3/5/2016 - NoSQL and RDBMS conjecture

Disclaimer: This is really about relational and document database paradigms and is not encompassing of all the types of databases that exist. i.e. Graph databases

The Tangent

I always had these nagging issues with MongoDB that I couldn't fully articulate or even really actualize as being problems. Something was always off kilter for how I wanted to use Mongo. This post Why you should never use MongoDB by Sarah Mei perfectly describes a few of those problems. The problem being that the use cases appropriate for Mongo are very limited. Even to the point that Mongo itself can't admit it. They boast how freeing it is not to be constrained by rigid table schema (which is partially true), and downplay how our brains naturally perceive information is by connections. My conjecture is the point of entry to getting to the information we want is hardly ever a linear hierarchical structure. We naturally gravitate towards making new connections for things we already know.

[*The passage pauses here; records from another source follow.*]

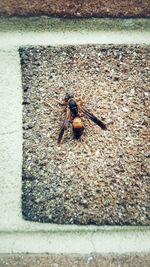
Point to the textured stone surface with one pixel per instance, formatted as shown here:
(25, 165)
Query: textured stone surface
(71, 8)
(102, 179)
(74, 260)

More to the point a schema doesn't change a whole lot once it's put into practice, and having disciplines and patterns to follow actually help you in the design phase. It's a trivial task for me to basically waterfall design out a table. Conceptually I list out the types of columns I'm going to need, and if later I need to add more its fairly trivial. Whereas how we connect those pieces of data is hard to fully understand, and is likely to change in the lifespan of the application. A Relation Database or RBDBMS excel at solving these types of problems. A document store flips the burden of development on its head. For a document store the assumption is made that the data your storing is ever changing very hard to conceptualize, and the connection you make to get to it is very linear and easy to describe.

To simplify: a relational database is a kitchen appliance with a thousand uses, and a document store is one with a single use. Sadly MongoDB pretends that it has more than one use, and is less than truthful about what it's limitations are. Really NoSQL is a buzzword acronym that terribly describes what those databases are trying to solve. It's wonderful in a way, because NoSQL is saying if you have a problem thinking about data in its individual parts than use this as your tool. However in reality if you can accept having a rigid playground that your data sits in than maybe SQL is ok after-all.

Mongodb is Webscale


Mongo specific problems

Updating parts of a document is a bug

What I mean by that is you can write a query to find a specific subset of information in a collection of documents. i.e. Match the value of a field inside of an object inside of an array thats in a document. Then to update the same information you have to completely overwrite the entirety of those documents; you can't modify specific part you cared about. This is explicitly a bug for Mongo link, and this ticket was created March of 2010. When I hit this issue it was an unexpected surprise and if I knew about this issue upfront it would have saved me a lot of wasted time. It also seems like an arbitrary limitation because you can update parts of documents as long as they don't meet certain conditions. Nesting being one of them. I realize that in reality nothing is ever simple, but if I can create a query and get back the expected results I should also be able to update those results.

Data Duplication

If your familiar with relational databases, the motivation is to have one source of truth. Duplication of data is bad because if the source of truth changes all of the copies have to be updated as well. This creates a syncing problem. What happens if two copies are updated to different values, which version wins during the sync operation? For a document store data duplication is something you have to be comfortable with. Being able to perform a join between collections wasn't possible before Mongo 3.2 - link. And what they do have for join support is limited to one type, left outer equals joins. In relational databases there are 8 types of joins link.

Hype

To be frank a lot of what MongoDB has going for it amounts to hype. I'm really not sold that it's the best JSON document store database, and on the other hand it seems to be one of the most popular. It may become better but the featureset and what you can do with it has be more robust before I'll be sold on it.


What is NoSQL?

Introduction to NoSQL - Martin Fowler

It's telling that the first 40 minutes is a disclaimer about NoSQL and it's trade-offs.


Crafting the Black Arts

What if we could take a document store and put it into a relational database? Also what if we could keep the same query api that MongoDB has? well that's exactly what ToroDB does.

That is a scary proposition. It's basically an Object Relational Model that maps JSON objects to non human readable tables. My gripe with that is if your project becomes dependent upon ToroDB you'll have this frankenstein beast of a database that is dependent on a lot of moving parts. It has a dependency for keeping up with MongoDB apis, with prostgres' feature set, and with this ToroDB as the glue layer. The advantage being that you get your cake and eat it too. my argument would be that if PostgreSQL wants to have a subset of the features that Mongo offers they will most likely add it themselves at some point, and maybe than that's a better time to revisit using PostgreSQL as JSON a document store.


In summary

  • Document stores are suited for scale
  • Document stores are suited for read operations
  • Linking sub-parts of a document is a pain
  • Consistency is hard, for anything non-trivial
  • Document stores fulfill domain specific use cases

Using a document store comes with many trade-offs and I don't think it's a great starting point for an application if you are not aware of them. My take away is for me to use a document store based database I need to learn a lot more.